Héritière d’une lignée vieille de plus de 40 ans, la légendaire « Z » de Kawasaki a fait rêver plus d’un motard. Depuis l’inoubliable Z900 de 1973 jusqu’aux dernières Z750 et Z1000, ces motos performantes restent des références dans leur catégorie. Aujourd’hui, la Z1000 SX s’est vue affublée d’un carénage et d’un qualificatif de « tourisme ». L’enfant terrible des roadsters peut-il se transformer en voyageuse ?
Affubler un roadster d’un carénage et lui donner l’étiquette de «tourisme» est un exercice que bien des constructeurs ont tenté. Réussir la greffe est une autre histoire. Beaucoup s’y sont cassé les dents. La recette est bien moins simple qu’il n’y paraît.

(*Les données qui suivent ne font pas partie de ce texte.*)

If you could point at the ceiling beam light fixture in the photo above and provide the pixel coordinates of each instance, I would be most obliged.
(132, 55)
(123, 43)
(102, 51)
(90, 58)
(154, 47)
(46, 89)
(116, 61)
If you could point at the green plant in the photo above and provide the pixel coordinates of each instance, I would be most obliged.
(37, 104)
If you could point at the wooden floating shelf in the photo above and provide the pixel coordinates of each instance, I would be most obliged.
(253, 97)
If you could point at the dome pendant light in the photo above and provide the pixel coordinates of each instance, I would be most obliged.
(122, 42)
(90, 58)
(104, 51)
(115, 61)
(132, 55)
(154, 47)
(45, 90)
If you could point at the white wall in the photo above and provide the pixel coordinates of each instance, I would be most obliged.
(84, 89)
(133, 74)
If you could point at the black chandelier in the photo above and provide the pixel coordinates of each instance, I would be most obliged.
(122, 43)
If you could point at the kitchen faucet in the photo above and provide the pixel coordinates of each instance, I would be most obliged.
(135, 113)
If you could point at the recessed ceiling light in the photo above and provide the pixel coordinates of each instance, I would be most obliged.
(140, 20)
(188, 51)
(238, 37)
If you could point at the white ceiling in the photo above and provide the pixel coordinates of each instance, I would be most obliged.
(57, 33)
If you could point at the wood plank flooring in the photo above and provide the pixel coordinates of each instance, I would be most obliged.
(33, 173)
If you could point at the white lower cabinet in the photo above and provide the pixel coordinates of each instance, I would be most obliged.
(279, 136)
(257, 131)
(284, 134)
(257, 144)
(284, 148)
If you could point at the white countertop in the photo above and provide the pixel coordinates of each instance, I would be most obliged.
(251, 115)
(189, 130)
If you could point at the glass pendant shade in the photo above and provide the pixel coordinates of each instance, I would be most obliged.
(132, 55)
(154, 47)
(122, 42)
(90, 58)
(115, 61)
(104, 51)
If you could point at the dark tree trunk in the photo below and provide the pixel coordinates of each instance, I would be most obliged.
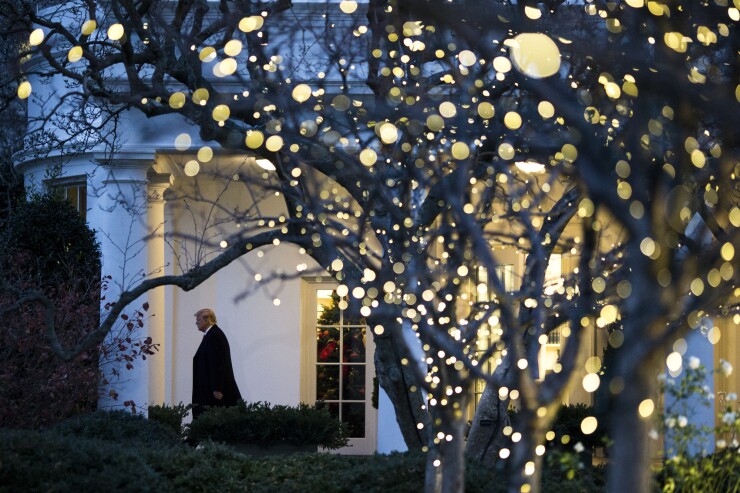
(397, 380)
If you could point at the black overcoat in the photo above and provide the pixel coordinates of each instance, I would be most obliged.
(212, 371)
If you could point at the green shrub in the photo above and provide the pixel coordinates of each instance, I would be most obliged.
(47, 247)
(262, 424)
(170, 416)
(568, 422)
(49, 462)
(715, 472)
(117, 426)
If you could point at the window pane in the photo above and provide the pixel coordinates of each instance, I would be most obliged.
(354, 416)
(354, 345)
(353, 384)
(327, 382)
(327, 345)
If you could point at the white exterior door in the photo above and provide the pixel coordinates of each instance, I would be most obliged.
(337, 364)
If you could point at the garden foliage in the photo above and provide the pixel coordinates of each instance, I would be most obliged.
(47, 248)
(263, 424)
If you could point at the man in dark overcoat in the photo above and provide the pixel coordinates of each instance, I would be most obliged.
(213, 376)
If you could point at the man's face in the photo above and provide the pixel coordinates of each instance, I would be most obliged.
(201, 321)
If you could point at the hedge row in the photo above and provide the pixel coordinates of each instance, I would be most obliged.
(120, 452)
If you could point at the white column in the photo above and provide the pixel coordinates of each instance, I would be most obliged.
(158, 313)
(118, 199)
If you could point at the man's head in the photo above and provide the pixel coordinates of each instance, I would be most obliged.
(204, 318)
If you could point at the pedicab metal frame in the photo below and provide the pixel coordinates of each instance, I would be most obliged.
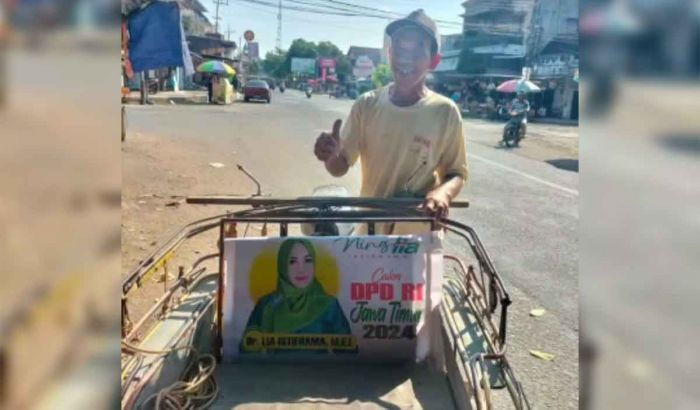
(483, 293)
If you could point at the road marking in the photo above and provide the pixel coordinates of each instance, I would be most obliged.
(525, 175)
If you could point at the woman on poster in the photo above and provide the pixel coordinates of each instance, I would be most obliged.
(299, 304)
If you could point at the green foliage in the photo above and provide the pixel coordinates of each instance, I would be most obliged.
(382, 75)
(278, 63)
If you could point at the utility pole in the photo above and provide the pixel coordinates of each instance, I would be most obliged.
(279, 24)
(217, 18)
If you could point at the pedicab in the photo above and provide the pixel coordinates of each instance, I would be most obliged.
(182, 354)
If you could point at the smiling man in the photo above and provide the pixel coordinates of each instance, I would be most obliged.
(409, 139)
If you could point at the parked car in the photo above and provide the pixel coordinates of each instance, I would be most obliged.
(257, 90)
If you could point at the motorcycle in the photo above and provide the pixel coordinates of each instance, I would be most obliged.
(514, 130)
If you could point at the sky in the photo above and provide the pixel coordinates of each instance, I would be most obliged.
(343, 31)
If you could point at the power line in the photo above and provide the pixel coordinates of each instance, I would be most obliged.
(395, 14)
(279, 24)
(314, 8)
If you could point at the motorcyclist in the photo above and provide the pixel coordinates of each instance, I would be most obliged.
(518, 114)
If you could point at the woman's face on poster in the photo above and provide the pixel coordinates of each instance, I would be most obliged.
(301, 267)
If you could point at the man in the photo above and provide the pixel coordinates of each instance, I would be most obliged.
(519, 109)
(409, 139)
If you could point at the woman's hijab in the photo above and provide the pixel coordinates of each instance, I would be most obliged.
(294, 308)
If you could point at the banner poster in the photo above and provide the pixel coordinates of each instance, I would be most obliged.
(355, 297)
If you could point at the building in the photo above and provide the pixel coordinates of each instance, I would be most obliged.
(450, 51)
(552, 52)
(494, 37)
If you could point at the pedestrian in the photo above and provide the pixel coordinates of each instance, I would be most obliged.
(410, 139)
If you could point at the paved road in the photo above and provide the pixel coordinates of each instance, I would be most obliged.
(524, 204)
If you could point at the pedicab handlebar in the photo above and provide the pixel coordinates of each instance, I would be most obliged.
(315, 201)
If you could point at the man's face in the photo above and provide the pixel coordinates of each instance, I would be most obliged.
(410, 57)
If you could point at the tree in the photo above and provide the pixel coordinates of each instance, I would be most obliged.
(382, 76)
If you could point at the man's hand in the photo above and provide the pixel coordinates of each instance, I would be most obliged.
(437, 203)
(328, 145)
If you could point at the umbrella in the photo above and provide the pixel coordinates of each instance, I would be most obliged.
(216, 67)
(518, 85)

Sur le papier en tout cas, la nouvelle Z1000SX laisse entrevoir un véritable travail de fond sur le sujet…
Tourisme stylé !
Esthétiquement très réussie, la SX trépigne sur sa béquille latérale pour que je l’emmène visiter les belles routes de l’arrière- pays andalou. Le carénage enveloppant est surmonté d’une bulle réglable en trois positions, les flancs laissent apparaître le bloc moteur et la finition générale semble parfaite. Tout est très bien assemblé. Les passages de câbles sont bien pensés et la qualité de la finition est à la hauteur de ce que réalise la marque nippone habituellement. Les rétroviseurs profilés, l’avant se tendant vers la route, le compte-tours gradué jusque 13.000tr/min avec une zone rouge à 11.000tr/min, des étriers radiaux de frein avant Tokico, le tout reposant sur une paire de Bridgestone Battlax MT016… Pas de doute, cette Z1000 SX a de la gueule ! Pensée pour attirer ceux qui, fatigués des sportives à outrance, ne veulent quand même pas «sombrer» dans le style «tourisme» habituel, cette machine a de nombreux atouts pour plaire.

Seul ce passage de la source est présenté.